Green Shielding: A User-Centric Approach Towards Trustworthy AI
2026-04-27 • Computation and Language
Computation and LanguageArtificial Intelligence
AI summaryⓘ
The authors explore how small, normal changes in how users ask questions can affect the answers given by large language models (LLMs), especially in medical diagnosis. They create a new testing method called Green Shielding, which looks at real patient questions and evaluates how different ways of asking impact the model's suggestions. They find that changing prompts can improve some qualities of the answers but may miss important or urgent conditions. Their work helps guide safer and clearer use of LLMs in important areas like healthcare and can be applied to other decision-making AI tools.

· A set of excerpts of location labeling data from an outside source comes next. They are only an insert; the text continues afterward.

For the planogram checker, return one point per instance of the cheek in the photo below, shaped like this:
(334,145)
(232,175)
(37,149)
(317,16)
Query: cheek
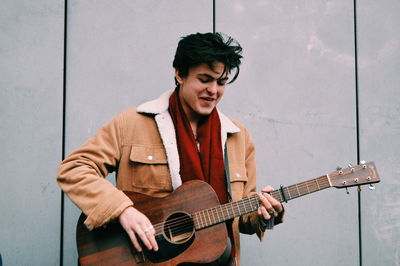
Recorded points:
(221,92)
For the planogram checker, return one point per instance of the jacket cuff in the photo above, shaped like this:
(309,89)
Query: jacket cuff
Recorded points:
(108,209)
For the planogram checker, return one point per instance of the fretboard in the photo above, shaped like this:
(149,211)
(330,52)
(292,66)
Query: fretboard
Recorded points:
(228,211)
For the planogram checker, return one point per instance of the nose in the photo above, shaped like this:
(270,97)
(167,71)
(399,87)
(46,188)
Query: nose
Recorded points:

Large Language ModelsPrompt VariationMedical DiagnosisBenchmarkingDifferential DiagnosisModel Evaluation MetricsInput PerturbationsSafety in AIUser-Centric Design
Authors
Aaron J. Li, Nicolas Sanchez, Hao Huang, Ruijiang Dong, Jaskaran Bains, Katrin Jaradeh, Zhen Xiang, Bo Li, Feng Liu, Aaron Kornblith, Bin Yu
Abstract
Large language models (LLMs) are increasingly deployed, yet their outputs can be highly sensitive to routine, non-adversarial variation in how users phrase queries, a gap not well addressed by existing red-teaming efforts. We propose Green Shielding, a user-centric agenda for building evidence-backed deployment guidance by characterizing how benign input variation shifts model behavior. We operationalize this agenda through the CUE criteria: benchmarks with authentic Context, reference standards and metrics that capture true Utility, and perturbations that reflect realistic variations in the Elicitation of model behavior. Guided by the PCS framework and developed with practicing physicians, we instantiate Green Shielding in medical diagnosis through HealthCareMagic-Diagnosis (HCM-Dx), a benchmark of patient-authored queries, together with structured reference diagnosis sets and clinically grounded metrics for evaluating differential diagnosis lists. We also study perturbation regimes that capture routine input variation and show that prompt-level factors shift model behavior along clinically meaningful dimensions. Across multiple frontier LLMs, these shifts trace out Pareto-like tradeoffs. In particular, neutralization, which removes common user-level factors while preserving clinical content, increases plausibility and yields more concise, clinician-like differentials, but reduces coverage of highly likely and safety-critical conditions. Together, these results show that interaction choices can systematically shift task-relevant properties of model outputs and support user-facing guidance for safer deployment in high-stakes domains. Although instantiated here in medical diagnosis, the agenda extends naturally to other decision-support settings and agentic AI systems.